One mechanism for ensuring integrity is to digitally sign the documents. This approach works well if the documents are xml, however the signing public key will need to be available and trusted by the client.

Another mechanism is to create and store a checksum of the document (e.g. MD5). The client can download the document and the checksum, and then use the checksum to verify the document.

  • Question 1: Are there any other alternative mechanisms for ensuring the integrity?
  • Question 2: Does http have any built in mechanisms for ensuring downloaded data has not been corrupted during download?
  • Question 3: What is the statical likelihood of document corruption during download over HTTP (I would prefer this answer to be backed up by statistical data)?

Solution

  • As far as I know, HTTP itself does not have any built-in checksum mechanism and your suggestion would work for ensuring the data is valid. The thing is though, HTTP is generally implemented on the Transmission Control Protocol (TCP). TCP provides reliable communication between hosts.

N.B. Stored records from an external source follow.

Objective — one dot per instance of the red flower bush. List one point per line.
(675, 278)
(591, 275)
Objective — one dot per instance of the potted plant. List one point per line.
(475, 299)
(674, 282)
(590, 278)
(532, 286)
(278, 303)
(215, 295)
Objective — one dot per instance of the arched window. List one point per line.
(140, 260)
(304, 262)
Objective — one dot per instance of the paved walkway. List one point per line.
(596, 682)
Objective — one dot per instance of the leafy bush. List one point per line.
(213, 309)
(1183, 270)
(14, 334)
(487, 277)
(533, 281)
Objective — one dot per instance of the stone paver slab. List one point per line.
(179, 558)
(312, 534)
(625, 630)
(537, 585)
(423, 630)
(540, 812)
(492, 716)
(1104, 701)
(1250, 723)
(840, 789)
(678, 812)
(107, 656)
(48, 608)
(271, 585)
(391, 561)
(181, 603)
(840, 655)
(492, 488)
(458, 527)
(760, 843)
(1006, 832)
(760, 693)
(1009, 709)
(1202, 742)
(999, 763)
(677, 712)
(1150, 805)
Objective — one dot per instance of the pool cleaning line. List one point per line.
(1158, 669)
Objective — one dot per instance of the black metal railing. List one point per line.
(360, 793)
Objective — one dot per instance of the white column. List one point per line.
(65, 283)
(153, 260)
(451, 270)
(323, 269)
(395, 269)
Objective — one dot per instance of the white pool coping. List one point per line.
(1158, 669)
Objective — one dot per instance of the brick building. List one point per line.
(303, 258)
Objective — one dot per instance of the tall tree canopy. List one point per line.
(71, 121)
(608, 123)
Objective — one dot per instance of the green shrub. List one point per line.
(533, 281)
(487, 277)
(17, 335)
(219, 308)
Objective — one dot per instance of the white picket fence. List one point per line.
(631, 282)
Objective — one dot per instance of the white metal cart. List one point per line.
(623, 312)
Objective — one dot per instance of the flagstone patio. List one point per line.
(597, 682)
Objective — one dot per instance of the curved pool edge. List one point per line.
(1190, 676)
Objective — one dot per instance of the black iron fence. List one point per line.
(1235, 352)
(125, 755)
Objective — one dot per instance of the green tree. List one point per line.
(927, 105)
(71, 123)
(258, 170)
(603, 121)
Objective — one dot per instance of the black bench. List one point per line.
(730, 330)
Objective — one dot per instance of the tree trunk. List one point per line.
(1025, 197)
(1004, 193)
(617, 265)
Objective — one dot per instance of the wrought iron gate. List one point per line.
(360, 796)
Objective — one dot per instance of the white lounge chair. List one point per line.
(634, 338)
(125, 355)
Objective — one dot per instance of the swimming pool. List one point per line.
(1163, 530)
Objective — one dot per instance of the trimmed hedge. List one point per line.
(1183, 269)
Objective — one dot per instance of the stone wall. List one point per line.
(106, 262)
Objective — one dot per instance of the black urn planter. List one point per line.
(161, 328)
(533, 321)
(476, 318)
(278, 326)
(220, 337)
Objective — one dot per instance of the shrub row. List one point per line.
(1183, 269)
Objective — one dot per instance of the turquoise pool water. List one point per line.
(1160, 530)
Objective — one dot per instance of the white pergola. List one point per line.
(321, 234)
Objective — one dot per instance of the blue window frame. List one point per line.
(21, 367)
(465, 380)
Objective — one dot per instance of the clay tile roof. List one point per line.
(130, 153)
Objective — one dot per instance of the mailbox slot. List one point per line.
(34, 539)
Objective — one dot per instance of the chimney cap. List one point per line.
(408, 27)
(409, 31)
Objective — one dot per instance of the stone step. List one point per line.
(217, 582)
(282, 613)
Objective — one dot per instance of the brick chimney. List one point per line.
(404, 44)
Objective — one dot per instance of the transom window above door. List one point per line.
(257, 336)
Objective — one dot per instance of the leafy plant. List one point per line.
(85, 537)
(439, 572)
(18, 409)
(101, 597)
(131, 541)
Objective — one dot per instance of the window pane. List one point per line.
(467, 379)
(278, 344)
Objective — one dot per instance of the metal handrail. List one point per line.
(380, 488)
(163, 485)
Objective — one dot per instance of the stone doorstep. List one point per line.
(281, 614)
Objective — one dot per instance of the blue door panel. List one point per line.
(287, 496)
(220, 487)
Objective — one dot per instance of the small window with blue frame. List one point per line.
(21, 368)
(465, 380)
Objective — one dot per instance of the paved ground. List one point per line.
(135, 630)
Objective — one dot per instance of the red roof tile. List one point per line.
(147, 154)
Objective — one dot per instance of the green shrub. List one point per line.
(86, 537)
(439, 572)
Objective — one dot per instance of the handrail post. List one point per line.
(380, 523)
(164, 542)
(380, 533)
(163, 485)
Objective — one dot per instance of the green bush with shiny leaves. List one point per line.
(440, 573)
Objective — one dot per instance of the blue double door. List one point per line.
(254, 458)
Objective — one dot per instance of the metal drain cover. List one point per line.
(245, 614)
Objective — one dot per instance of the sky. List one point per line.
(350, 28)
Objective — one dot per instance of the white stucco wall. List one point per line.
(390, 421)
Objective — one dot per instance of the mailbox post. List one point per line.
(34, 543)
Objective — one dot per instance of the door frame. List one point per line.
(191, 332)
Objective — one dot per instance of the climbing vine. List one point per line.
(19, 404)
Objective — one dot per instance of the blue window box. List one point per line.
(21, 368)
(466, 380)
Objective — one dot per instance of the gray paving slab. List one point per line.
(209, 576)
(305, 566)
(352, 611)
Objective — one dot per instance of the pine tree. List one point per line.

    Specifically, TCP itself implements error detection (using a checksum) and uses special number sequences to ensure the data arrives in the order that it was sent. If the host sending the data receives information that the receiving host did not get the data, it will resend.

    If however the HTTP implementation on the device is actually running on top of the User Datagram Protocol (UDP), it isn't reliable however it is unlikely that a device is using UDP for HTTP or at least the unreliable version (as there is a Reliable User Datagram Protocol).

    Now, I couldn't find statistics or much information at all regarding corruption of a HTTP request. Depending how mission critical you deem this to be, treat it like it would happen then. There is mention of downloading files that end up being corrupt. While these mostly seem to relate to ZIP files, I wouldn't think it is due to HTTP but rather other things inbetween like the device itself that is downloading and corrupting the information.

    Perhaps in your scenario, it is best to add your checksum if it is absolutely critically important that your information arrives in one piece.